Today the productivity of the astronomy department dropped markedly, as the coffee shop in our building closed up for the winter break. No more precious java will flow forth from the hallowed espresso machines until mid-January. So it is no wonder that most of the astronomers have left for the year.
Yours truly, however, is still plugging away, albeit in a caffeine-starved state. This evening, I was baking cookies while watching that holiday classic, "It's a Wonderful Life." And the opening of the movie contains some astronomy!
In the scene where the angels are speaking (Joseph, Franklin, and later Clarence), the angels are portrayed as galaxies. Not just any galaxies, but Stephan's Quintet, a tight grouping of five galaxies in the constellation Pegasus. Since, in reality, these five galaxies do not represent a meeting between two angels, what are we seeing?
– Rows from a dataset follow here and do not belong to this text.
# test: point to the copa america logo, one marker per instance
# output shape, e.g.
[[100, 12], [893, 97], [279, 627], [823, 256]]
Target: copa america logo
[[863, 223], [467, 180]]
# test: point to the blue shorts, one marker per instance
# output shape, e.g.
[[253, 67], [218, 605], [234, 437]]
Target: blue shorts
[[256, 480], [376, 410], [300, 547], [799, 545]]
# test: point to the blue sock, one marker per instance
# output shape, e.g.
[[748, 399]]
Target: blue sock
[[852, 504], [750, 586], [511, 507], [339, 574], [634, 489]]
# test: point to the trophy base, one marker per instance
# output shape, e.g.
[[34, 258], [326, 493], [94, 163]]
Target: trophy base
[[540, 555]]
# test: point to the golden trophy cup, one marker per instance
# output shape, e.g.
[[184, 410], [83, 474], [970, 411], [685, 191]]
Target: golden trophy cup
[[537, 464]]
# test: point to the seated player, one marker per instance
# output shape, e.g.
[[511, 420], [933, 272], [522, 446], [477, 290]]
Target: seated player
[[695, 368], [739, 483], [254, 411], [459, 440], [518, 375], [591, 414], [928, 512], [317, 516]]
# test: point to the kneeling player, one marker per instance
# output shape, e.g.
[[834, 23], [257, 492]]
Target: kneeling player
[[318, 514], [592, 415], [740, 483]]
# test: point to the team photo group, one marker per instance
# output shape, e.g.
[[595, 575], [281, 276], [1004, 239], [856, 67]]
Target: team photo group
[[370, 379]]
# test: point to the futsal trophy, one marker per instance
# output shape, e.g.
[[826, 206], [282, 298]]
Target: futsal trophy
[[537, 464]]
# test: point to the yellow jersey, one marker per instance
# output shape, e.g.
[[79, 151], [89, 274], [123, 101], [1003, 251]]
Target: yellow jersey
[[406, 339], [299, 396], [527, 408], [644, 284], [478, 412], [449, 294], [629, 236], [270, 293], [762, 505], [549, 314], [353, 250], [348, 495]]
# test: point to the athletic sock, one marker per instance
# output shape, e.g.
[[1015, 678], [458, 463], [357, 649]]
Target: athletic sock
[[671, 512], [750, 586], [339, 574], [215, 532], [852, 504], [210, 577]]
A color picture of Stephan's Quintet was taken at Kitt Peak can be seen here. Note that four of the galaxies are a yellowish-white, and the fifth is almost pure white. The very white galaxy is much closer to us than the other galaxies; it just appears along the same line of sight. The yellow color is caused by the expansion of the Universe "redshifting" the galaxy light.
The four galaxies at the same distance are part of a "compact group." Galaxies, like people, tend to like to travel together in groups ranging in size from a few galaxies to many thousands of galaxies. Our own galaxy is in a group with the Andromeda Galaxy, the Triangulum Galaxy, and several small dwarf galaxies. The Local Group, as it is called, is pretty scattered. Andromeda is two million light-years away, and Triangulum is about three million light-years away. The Milky Way and Andromeda are each about 100 thousand light-years across. So there is a lot of room in our Local Group!
In Stephan's Quintet, on the other hand, the galaxies are very close together. Studies of pictures and spectra of the galaxies in Stephan's Quintet shows that there are two pairs of galaxies, and the galaxies in each pair are so close that gravity is pulling large streams of stars and gas out of each galaxy! We see interacting galaxies in many places, but having four bright interacting galaxies in such a small area of the sky makes this system interesting to study. Why are some groups of galaxies, like the Local Group, so spread apart, while others with similar numbers of galaxies, like Stephan's Quintet, so close together? In several billion years, the Local Group may look like Stephan's Quintet. The Milky Way will eventually collide with the Andromeda Galaxy, and the Triangulum Galaxy will probably collide with Andromeda, too. So, by studying this distant group, we can learn what might happen to our own galaxy in the distant future!